Reserving based on log-incremental payments in R, part III

3 comments
This is the third post about Christofides' paper on Regression models based on log-incremental payments [1]. The first post covered the fundamentals of Christofides' reserving model in sections A - F, the second focused on a more realistic example and model reduction of sections G - K. Today's post will wrap up the paper with sections L - M and discuss data normalisation and claims inflation.

I will use the same triangle of incremental claims data as introduced in my previous post. The final model had three parameters for origin periods and two parameters for development periods. It is possible to reduce the model further as Christofides illustrates in section L onwards by using an inflation index to bring all claims payments to current value and a claims volume adjustment or weight for each origin period to normalise the triangle.

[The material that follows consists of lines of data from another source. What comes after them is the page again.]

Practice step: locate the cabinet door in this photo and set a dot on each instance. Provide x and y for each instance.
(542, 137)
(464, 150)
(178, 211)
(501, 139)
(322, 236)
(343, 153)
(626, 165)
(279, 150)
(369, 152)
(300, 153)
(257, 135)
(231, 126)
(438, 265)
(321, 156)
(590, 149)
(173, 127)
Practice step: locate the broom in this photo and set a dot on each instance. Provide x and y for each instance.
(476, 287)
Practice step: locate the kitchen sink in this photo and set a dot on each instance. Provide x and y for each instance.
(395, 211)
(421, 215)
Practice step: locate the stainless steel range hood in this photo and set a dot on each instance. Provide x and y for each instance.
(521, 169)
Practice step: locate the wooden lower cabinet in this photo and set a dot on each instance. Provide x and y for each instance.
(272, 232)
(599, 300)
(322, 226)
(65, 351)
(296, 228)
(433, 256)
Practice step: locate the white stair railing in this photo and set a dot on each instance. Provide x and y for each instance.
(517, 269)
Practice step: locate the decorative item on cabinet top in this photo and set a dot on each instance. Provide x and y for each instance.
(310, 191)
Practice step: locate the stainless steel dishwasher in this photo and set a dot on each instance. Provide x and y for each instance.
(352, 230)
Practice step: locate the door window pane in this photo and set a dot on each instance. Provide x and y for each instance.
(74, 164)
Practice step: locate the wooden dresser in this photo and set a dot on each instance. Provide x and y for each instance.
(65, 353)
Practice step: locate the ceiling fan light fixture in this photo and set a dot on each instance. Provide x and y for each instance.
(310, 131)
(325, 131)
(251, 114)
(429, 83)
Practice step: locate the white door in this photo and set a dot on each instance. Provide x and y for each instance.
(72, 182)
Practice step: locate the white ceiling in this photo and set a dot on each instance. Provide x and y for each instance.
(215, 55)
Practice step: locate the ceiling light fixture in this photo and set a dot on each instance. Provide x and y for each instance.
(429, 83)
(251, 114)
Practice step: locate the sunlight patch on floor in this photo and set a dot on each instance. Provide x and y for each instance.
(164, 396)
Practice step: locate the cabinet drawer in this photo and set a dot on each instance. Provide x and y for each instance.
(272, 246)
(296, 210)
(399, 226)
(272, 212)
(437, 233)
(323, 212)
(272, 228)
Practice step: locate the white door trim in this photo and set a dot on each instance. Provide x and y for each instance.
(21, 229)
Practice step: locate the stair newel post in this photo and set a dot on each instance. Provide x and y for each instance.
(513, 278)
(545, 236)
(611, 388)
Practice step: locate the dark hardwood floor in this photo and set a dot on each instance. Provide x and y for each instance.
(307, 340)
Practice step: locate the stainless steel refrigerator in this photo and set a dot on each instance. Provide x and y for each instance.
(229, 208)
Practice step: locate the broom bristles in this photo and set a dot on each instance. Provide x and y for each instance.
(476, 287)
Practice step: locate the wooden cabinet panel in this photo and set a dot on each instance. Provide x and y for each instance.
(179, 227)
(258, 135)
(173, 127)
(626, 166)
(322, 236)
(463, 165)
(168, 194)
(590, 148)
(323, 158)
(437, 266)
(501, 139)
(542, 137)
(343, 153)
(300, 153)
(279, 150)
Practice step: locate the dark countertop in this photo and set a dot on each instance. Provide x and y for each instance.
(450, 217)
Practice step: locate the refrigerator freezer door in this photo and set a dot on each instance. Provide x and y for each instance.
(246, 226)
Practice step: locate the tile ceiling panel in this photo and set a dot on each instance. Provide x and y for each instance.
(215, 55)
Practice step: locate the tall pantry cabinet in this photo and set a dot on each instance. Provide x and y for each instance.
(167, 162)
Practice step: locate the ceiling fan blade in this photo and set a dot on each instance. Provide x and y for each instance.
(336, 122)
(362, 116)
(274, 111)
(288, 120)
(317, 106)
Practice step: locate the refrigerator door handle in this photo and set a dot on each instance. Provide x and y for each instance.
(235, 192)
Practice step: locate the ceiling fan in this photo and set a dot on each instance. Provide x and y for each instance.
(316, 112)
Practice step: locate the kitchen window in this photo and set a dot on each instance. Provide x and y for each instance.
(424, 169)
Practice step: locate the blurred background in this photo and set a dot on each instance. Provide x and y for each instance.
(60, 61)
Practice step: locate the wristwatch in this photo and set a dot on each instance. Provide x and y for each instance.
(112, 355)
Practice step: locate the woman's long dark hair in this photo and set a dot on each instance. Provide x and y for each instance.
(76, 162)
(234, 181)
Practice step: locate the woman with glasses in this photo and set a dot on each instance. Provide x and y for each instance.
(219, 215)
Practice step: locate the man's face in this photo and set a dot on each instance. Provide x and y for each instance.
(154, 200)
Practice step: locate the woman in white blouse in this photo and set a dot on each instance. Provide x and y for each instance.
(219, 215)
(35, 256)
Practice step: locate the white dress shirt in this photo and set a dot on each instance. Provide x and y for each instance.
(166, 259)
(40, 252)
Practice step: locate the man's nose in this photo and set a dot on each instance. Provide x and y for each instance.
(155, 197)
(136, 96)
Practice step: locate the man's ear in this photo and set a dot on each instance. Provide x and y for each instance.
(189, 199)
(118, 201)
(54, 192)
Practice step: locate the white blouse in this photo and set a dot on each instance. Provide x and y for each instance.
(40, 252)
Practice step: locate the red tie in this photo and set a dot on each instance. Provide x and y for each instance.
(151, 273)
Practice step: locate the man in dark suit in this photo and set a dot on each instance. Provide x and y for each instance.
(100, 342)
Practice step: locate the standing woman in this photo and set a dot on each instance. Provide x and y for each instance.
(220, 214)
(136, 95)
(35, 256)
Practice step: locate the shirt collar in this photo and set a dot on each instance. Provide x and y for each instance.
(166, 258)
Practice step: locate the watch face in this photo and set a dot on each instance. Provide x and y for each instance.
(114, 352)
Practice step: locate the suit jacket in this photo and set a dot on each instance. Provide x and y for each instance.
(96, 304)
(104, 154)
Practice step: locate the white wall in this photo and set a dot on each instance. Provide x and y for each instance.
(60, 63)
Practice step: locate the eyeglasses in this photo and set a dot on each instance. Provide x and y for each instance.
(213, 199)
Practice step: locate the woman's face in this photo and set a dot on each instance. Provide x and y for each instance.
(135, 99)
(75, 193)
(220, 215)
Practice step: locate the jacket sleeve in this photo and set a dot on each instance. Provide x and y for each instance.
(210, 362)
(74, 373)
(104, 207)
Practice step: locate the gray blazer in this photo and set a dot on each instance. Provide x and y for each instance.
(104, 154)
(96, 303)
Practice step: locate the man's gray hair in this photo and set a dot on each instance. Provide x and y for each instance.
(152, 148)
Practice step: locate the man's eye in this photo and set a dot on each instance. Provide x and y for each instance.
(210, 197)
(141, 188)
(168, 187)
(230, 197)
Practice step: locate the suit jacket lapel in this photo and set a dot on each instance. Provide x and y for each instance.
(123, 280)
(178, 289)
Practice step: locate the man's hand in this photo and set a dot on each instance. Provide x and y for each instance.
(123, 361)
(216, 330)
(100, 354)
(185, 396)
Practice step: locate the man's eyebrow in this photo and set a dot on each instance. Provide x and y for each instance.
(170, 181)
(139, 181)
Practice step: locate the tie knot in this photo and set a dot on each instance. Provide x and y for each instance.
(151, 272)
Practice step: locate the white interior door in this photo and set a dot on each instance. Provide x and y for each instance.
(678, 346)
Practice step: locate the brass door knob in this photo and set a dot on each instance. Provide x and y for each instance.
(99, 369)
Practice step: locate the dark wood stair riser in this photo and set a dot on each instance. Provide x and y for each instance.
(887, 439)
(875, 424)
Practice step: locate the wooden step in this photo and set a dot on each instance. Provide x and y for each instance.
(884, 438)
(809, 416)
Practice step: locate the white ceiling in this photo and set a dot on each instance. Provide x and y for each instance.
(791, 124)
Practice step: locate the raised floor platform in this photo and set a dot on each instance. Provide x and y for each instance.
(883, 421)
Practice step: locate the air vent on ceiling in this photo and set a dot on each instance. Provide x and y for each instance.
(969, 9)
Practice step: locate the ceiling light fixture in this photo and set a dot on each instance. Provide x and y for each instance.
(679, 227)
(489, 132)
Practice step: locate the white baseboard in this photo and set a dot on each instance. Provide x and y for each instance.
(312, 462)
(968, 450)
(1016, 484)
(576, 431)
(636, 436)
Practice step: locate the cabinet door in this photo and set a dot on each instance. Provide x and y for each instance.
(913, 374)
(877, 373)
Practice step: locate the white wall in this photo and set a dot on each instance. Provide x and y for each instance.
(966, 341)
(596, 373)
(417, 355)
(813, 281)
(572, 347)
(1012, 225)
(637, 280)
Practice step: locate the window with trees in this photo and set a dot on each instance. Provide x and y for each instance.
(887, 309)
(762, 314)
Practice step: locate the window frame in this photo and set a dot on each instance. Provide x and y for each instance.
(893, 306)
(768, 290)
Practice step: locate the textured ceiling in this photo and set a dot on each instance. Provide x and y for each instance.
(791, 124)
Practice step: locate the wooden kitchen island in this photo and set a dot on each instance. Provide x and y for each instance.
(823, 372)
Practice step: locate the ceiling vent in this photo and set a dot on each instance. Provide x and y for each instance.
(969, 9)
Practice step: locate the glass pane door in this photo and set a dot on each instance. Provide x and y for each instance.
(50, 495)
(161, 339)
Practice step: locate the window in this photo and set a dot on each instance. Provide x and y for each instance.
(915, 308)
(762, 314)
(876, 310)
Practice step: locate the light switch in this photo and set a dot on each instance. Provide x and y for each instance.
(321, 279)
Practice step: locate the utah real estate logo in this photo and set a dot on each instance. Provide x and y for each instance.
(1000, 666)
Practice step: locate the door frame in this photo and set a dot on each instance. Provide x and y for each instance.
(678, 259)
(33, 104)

In his example Christofides uses claims volume adjustments for the origin years and an earning or inflation index for the different payment calendar years. The claims volume adjustments aims to normalise the triangle for similar exposures across origin periods, while the earnings index, which measures largely wages and other forms of compensations, is used as a first proxy for claims inflation. Note that the earnings index shows significant year on year changes from 5% to 9%. Barnett and Zehnwirth [2] would probably recommend to add further parameters for the calendar year effects to the model.
# Page D5.36
ClaimsVolume <- data.frame(origin=0:6, 
  volume.index=c(1.43, 1.45, 1.52, 1.35, 1.29, 1.47, 1.91))
# Page D5.36
EarningIndex <- data.frame(cal=0:6, 
  earning.index=c(1.55, 1.41, 1.3, 1.23, 1.13, 1.05, 1))
# Year on year changes
round((1-EarningIndex$earning.index[-1]/EarningIndex$earning.index[-7]),2)
# [1] 0.09 0.08 0.05 0.08 0.07 0.05

dat <- merge(merge(dat, ClaimsVolume), EarningIndex)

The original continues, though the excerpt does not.